Australia's Ricky Ponting retires from test cricket
(AP) -- The cricket ball that hit Ricky Ponting in the mouth surely regretted it. It probably wanted to curl up into a ball and cry. Because Ponting was tougher than leather.
The retirement from test cricket of Australia's former captain and most prolific run-scorer deprives sport, all sport, of one of its steeliest characters, a man not easy to like but impossible not to respect.
No angel, Ponting wasn't the sort of role model you'd want your kids to emulate. Not unless you want them to be argumentative, confrontational, competitive in the extreme and be photographed in their wilder youth sporting a black eye from a postmatch night of booze and brawling at the Bourbon and Beefsteak nightclub in Sydney's red-light district.
But if you want them to lead from the front, to man-up, knuckle down and quit whining, you'd point to Ponting.
"Ricky wouldn't cry about a little scratch like this," you'd say.
Or a big one.
Politely spitting into a hankie wasn't Ponting's style. He spit up great globs of blood onto the turf at The Oval in 2009 after Matt Prior put bat to ball and drove it hard into Ponting's face.
Typical Ponting, he was crowding the England batsman, crouching like a cat just 10 feet away, willing him to make a mistake, waiting for the catch.
Ponting doesn't do wussy protective helmets, at least not that morning. The ball smacked onto bone and split open flesh with an audible crack, straight into the side of his mouth.
Ponting went down. But then, remarkably, got straight back up again, acting as though what must have been major pain was only minor annoyance. Prior later recounted that when he asked Ponting if he was OK, the reply was uncompromising and unprintable.
Fortunately, the match then broke for lunch, giving the ball time to recover.
Photos of Ponting from that day say more about him than a thousand words. His lip is cut, but his gaze is unbending. He stares out from under his green baggy cap that is frayed at the edges, crumpled and worn - which is how Ponting started to look as his team lost that test for the second of three Ashes series defeats on his watch.
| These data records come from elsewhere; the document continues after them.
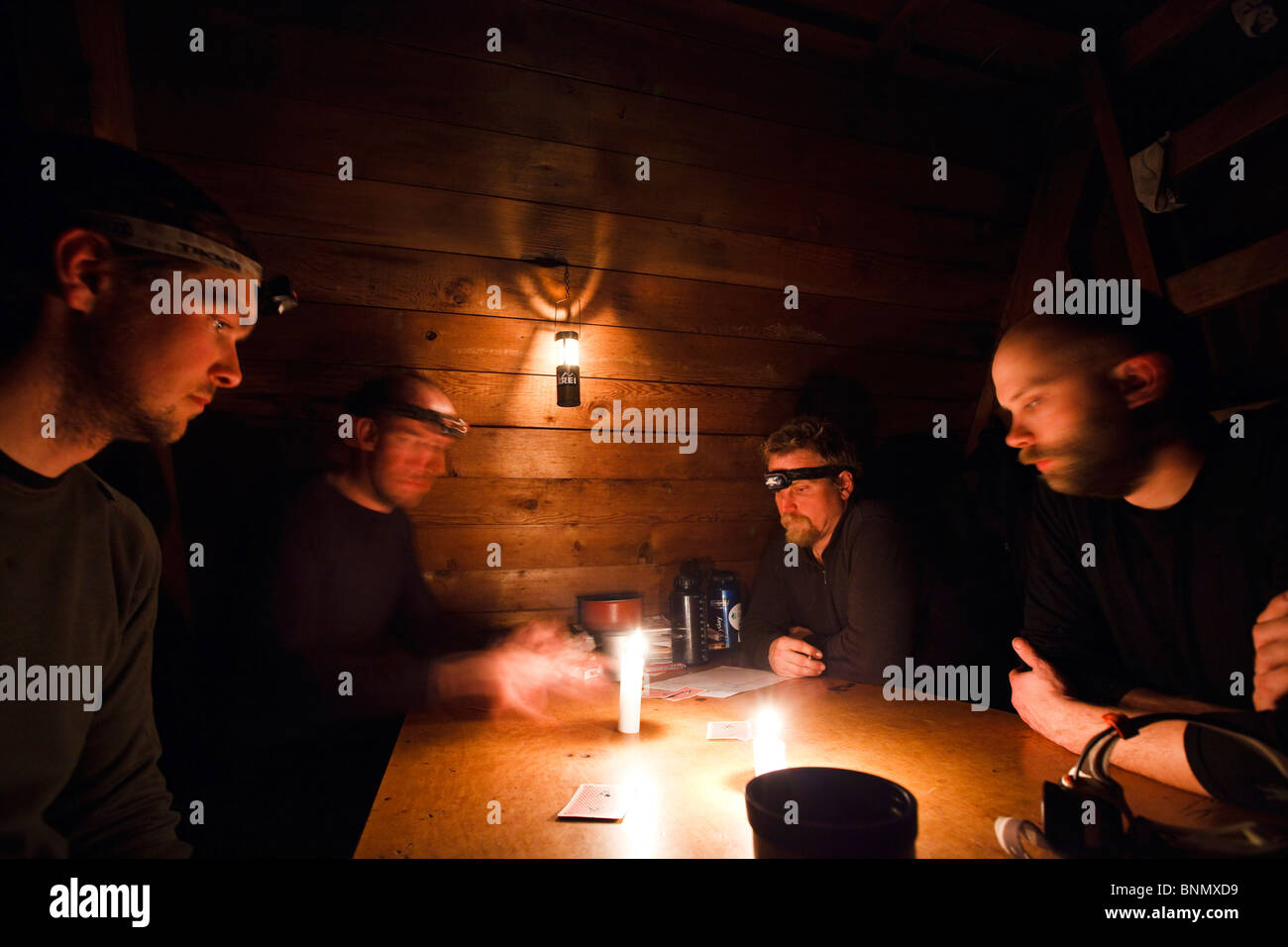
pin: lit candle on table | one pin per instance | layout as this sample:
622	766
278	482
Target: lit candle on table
631	659
767	748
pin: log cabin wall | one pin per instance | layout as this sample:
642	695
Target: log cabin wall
767	169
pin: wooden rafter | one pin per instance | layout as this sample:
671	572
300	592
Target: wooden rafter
1225	278
1044	250
1120	178
1229	124
1170	24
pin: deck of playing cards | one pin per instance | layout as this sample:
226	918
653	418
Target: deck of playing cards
729	729
684	694
597	801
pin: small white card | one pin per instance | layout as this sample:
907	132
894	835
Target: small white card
729	729
596	800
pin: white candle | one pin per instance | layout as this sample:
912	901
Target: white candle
768	751
631	659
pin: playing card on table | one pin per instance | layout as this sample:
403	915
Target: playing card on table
729	729
686	693
596	800
657	692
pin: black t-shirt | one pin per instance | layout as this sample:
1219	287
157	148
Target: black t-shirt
875	600
349	596
1172	596
78	575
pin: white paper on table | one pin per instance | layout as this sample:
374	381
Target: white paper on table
725	682
597	800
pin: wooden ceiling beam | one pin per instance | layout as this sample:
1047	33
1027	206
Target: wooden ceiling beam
1225	278
1166	26
1229	123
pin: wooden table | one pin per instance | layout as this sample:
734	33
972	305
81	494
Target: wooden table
449	774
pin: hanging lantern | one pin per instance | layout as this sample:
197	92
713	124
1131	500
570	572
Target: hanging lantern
567	360
567	368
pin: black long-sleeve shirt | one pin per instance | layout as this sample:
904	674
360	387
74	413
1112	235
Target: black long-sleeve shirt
78	575
1173	594
349	596
871	603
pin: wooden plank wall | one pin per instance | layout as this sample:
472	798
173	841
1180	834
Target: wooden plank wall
469	165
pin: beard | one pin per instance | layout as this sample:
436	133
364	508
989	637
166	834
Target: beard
99	397
802	531
1108	459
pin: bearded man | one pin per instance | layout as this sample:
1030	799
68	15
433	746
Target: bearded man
845	591
1158	557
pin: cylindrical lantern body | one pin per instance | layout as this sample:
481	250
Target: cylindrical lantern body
567	368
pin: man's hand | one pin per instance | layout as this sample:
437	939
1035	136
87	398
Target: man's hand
791	657
1042	701
541	635
519	674
1270	638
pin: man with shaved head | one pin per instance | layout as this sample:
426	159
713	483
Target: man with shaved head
1158	556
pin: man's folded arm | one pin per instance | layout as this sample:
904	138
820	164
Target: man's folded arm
1231	771
1061	617
768	613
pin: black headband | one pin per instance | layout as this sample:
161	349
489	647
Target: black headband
780	479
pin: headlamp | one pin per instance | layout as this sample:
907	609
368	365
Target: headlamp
446	424
780	479
273	295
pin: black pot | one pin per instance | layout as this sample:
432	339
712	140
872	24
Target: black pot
838	813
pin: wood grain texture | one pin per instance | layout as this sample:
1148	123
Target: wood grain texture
965	768
349	71
1225	278
391	338
382	214
308	137
286	392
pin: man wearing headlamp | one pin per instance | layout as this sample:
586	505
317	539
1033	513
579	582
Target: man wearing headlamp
369	641
88	360
845	590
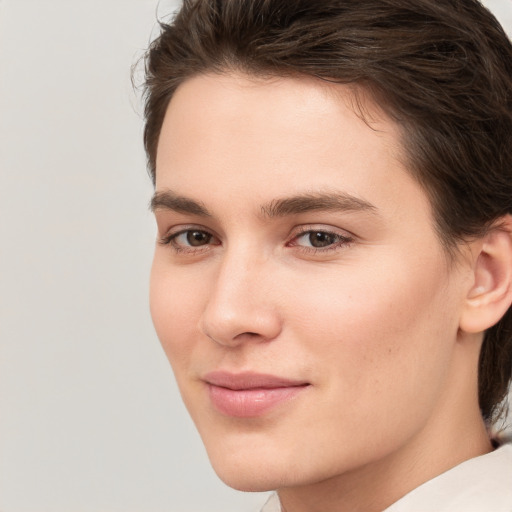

Ponting will be eulogized for his batting, so aggressive and fearless. His hook shot, rocking back on his feet, knees slightly bent, pivoting round and punishing short balls for four or six was so fluid and confident. Bang! Cue applause.
Sachin Tendulkar, the only man with more test runs than Ponting's 13,366, also can't be far from retirement, at age 39 and with 192 tests under his bat. Another Indian master batsman, Rahul Dravid, retired in March on 13,288, the third-highest total. South Africa's Jacques Kallis, fourth on the all-time test scoring list, is getting long in the tooth at age 37. So Ponting's retirement feels less like an isolated loss and more like curtains coming down on a galaxy of batting stars who pushed the art of intimidating, confronting and resisting bowlers to new heights.
As a batsman and Australia's captain at the 2011 World Cup, Ponting made headlines for standing his ground, for waiting to be given out by the umpire even though he himself knew he'd been caught. To some, that wasn't cricket. The old-school thinking is that a gentleman retires to the pavilion when he knows he's out, without needing to be told. But that is not the Ponting way. He was hard-nosed and unapologetic about it. Waiting for the umpire's verdict was within the rules of cricket, but offended its "spirit" - a nebulous concept of honor and tradition that Ponting ignored more than once in his relentless drive to win.
But when it came to walking from his 17-year test career, Ponting didn't need to be told. He wasn't prepared to watch his skills go slowly to seed with age. He turns 38 next month but looks older and a bit beat-up when he lets his stubble grow. He decided he was no longer playing well enough to satisfy his own exacting standards. What's more, he concluded he hadn't been satisfying them for a while.
So he said so - to himself, to Cricket Australia and to his captain, Michael Clarke, who was distraught. Straight-talking honesty was always one of Ponting's better traits, from his early days when he publicly acknowledged after his drunken night in 1999 that he had an alcohol problem and would treat it.
At a news conference, Ponting laid out his reasoning for retiring with no more emotion than an accountant assessing company books. His 168th test, against South Africa starting Friday in Perth, will be his last.
"If you look back over the last twelve or eighteen months, I haven't been able to perform consistently. I've had, you know, moments of really good stuff and I've had moments, prolonged moments, of cricket that's been below my expectations," he said. "It's just been a buildup of, in my own eyes, I guess, reasonably consistent failure."
Brutally blunt and sure of himself, it was pure Ponting.
Without wading too deep into national stereotypes, his rugged toughness sometimes seemed to epitomize Australia, or at least its passion for sport, an issue of vital national importance to many there, perhaps less weighty than death, but not by much, especially when playing the English.
For taking cricket so very, very seriously, but never making it look like it hurt, Ponting will be missed.